About Peter Gutmann, he’s a professor at University of Auckland in New Zealand, specialising in network security.

He has published a number of well-known papers including:

  • Secure Deletion of Data from Magnetic and Solid-State Memory, a classic paper used as a reference by many disk-wiping utilities.
  • A Cost Analysis of Windows Vista Content Protection, with the rather memorable “executive executive summary”:

The Vista Content Protection specification could very well constitute the longest suicide note in history.

  • Software Generation of Practically Strong Random numbers

 

 

Technical overview

One standard way to recover data that has been overwritten on a hard drive is to capture and process the analog signal obtained from the drive’s read/write head prior to this analog signal being digitized. This analog signal will be close to an ideal digital signal, but the differences will reveal important information.

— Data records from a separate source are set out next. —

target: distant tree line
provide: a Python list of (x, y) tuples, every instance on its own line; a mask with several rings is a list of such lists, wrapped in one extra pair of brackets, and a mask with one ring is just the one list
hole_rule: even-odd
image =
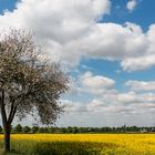
[[(152, 133), (155, 132), (154, 127), (138, 127), (138, 126), (121, 126), (121, 127), (78, 127), (78, 126), (68, 126), (68, 127), (40, 127), (40, 126), (21, 126), (18, 124), (11, 126), (12, 134), (35, 134), (35, 133), (55, 133), (55, 134), (76, 134), (76, 133)], [(0, 126), (0, 133), (3, 133), (2, 126)]]

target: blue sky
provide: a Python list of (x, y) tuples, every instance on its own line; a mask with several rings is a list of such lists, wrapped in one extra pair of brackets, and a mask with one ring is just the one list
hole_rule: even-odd
[(154, 14), (154, 0), (0, 1), (1, 29), (33, 30), (69, 66), (61, 126), (155, 125)]

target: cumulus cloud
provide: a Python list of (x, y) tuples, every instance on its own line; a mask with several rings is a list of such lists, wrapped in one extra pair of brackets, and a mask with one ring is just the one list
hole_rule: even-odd
[(111, 90), (114, 87), (115, 81), (102, 75), (93, 75), (92, 72), (86, 72), (81, 76), (83, 86), (92, 90)]
[(133, 81), (125, 83), (133, 91), (155, 91), (155, 81)]
[(132, 12), (135, 9), (136, 6), (137, 6), (137, 1), (136, 0), (130, 0), (126, 3), (126, 8), (128, 9), (130, 12)]
[(48, 56), (70, 65), (80, 64), (83, 56), (120, 61), (124, 71), (155, 65), (155, 25), (144, 33), (130, 22), (97, 23), (110, 11), (110, 0), (22, 0), (0, 16), (0, 27), (33, 30)]

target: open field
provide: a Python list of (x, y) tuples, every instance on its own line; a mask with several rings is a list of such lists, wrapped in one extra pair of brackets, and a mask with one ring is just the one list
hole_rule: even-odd
[(11, 155), (155, 155), (155, 135), (14, 134), (11, 146)]

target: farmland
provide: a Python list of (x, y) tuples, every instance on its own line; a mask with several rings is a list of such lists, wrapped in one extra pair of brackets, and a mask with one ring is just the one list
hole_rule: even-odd
[(154, 155), (155, 135), (12, 134), (11, 146), (10, 155)]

By calculating the ideal digital signal and then subtracting it from the actual analog signal, it is possible to amplify the signal remaining after subtraction and use it to determine what had previously been written on the disk.

For example:

Analog signal:        +11.1  -8.9  +9.1 -11.1 +10.9  -9.1
Ideal Digital signal: +10.0 -10.0 +10.0 -10.0 +10.0 -10.0
Difference:            +1.1  +1.1  -0.9  -1.1  +0.9  +0.9
Previous signal:      +11    +11   -9   -11    +9    +9

This can then be done again to see the previous data written:

Recovered signal:     +11    +11   -9   -11    +9    +9
Ideal Digital signal: +10.0 +10.0 -10.0 -10.0 +10.0 +10.0
Difference:            +1    +1    +1    -1    -1    -1
Previous signal:      +10   +10   -10   -10   +10   +10

However, even when overwriting the disk repeatedly with random data it is theoretically possible to recover the previous signal. The permittivity of a medium changes with the frequency of the magnetic field. This means that a lower frequency field will penetrate deeper into the magnetic material on the drive than a high frequency one[citation needed]. So a low frequency signal will, in theory still be detectable even after it has been overwritten hundreds of times by a high frequency signal.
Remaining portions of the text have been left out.